Poindexter/docs/perf.md

2.3 KiB
Raw Blame History

Performance: KDTree benchmarks and guidance

This page summarizes how to measure KDTree performance in this repository and when to consider switching the internal engine to gonum.org/v1/gonum/spatial/kdtree for large datasets.

How benchmarks are organized

  • Micro-benchmarks live in bench_kdtree_test.go and cover:
    • Nearest in 2D and 4D with N = 1k, 10k
    • KNearest(k=10) in 2D with N = 1k, 10k
    • Radius (mid radius) in 2D with N = 1k, 10k
  • All benchmarks operate in normalized [0,1] spaces and use the current linear-scan implementation.

Run them locally:

go test -bench . -benchmem -run=^$ ./...

GitHub Actions publishes benchmark artifacts for Go 1.23 on every push/PR. Look for artifacts named bench-<go-version>.txt in the CI run.

What to expect (rule of thumb)

  • Time complexity is O(n) per query in the current implementation.
  • For small-to-medium datasets (up to ~10k points), linear scans are often fast enough, especially for low dimensionality (≤4) and if queries are batched efficiently.
  • For larger datasets (≥100k) and low/medium dimensions (≤8), a true KD-tree (like Gonums) often yields sub-linear queries and significantly lower latency.

Interpreting results

Benchmarks output something like:

BenchmarkNearest_10k_4D-8      50000         23,000 ns/op      0 B/op      0 allocs/op
  • ns/op: lower is better (nanoseconds per operation)
  • B/op and allocs/op: memory behavior; fewer is better

Because KNearest sorts by distance, you should expect additional cost over Nearest.

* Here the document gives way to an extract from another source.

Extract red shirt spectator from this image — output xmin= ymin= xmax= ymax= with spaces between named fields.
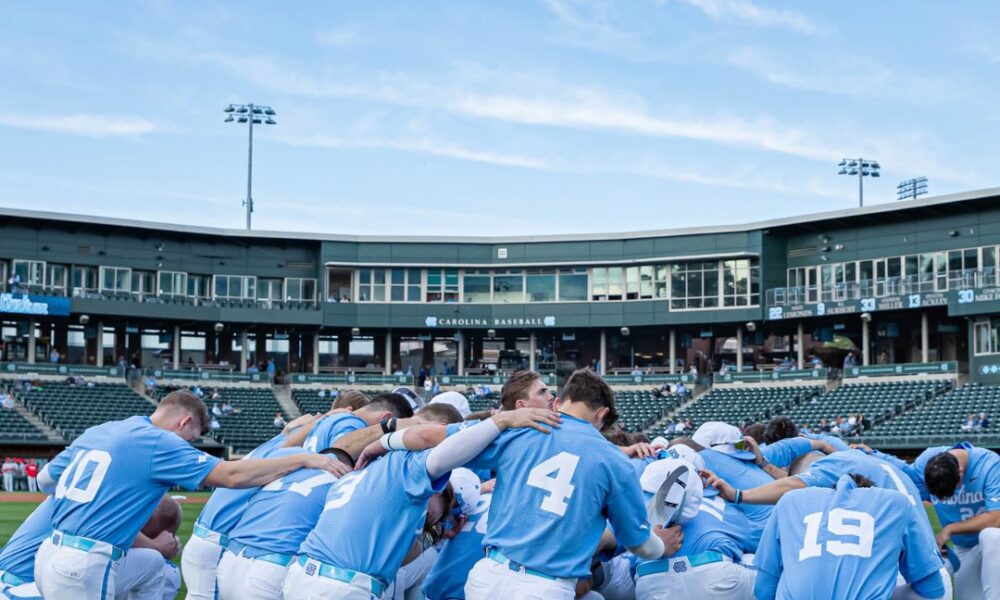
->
xmin=25 ymin=462 xmax=38 ymax=478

Radius cost depends on how many points fall within the radius; tighter radii usually run faster.

Improving performance

  • Prefer Euclidean (L2) over metrics that require extra branching for CPU pipelines, unless your policy prefers otherwise.
  • Normalize and weight features once; reuse coordinates across queries.
  • Batch queries to amortize overhead of data locality and caches.
  • Consider a backend swap to Gonums KD-tree for large N (we plan to add a WithBackend("gonum") option).

Reproducing and tracking performance

  • Local: run go test -bench . -benchmem -run=^$ ./...
  • CI: download bench-*.txt artifacts from the latest workflow run
  • Optional: we can add historical trend graphs via Codecov or Benchstat integration if desired.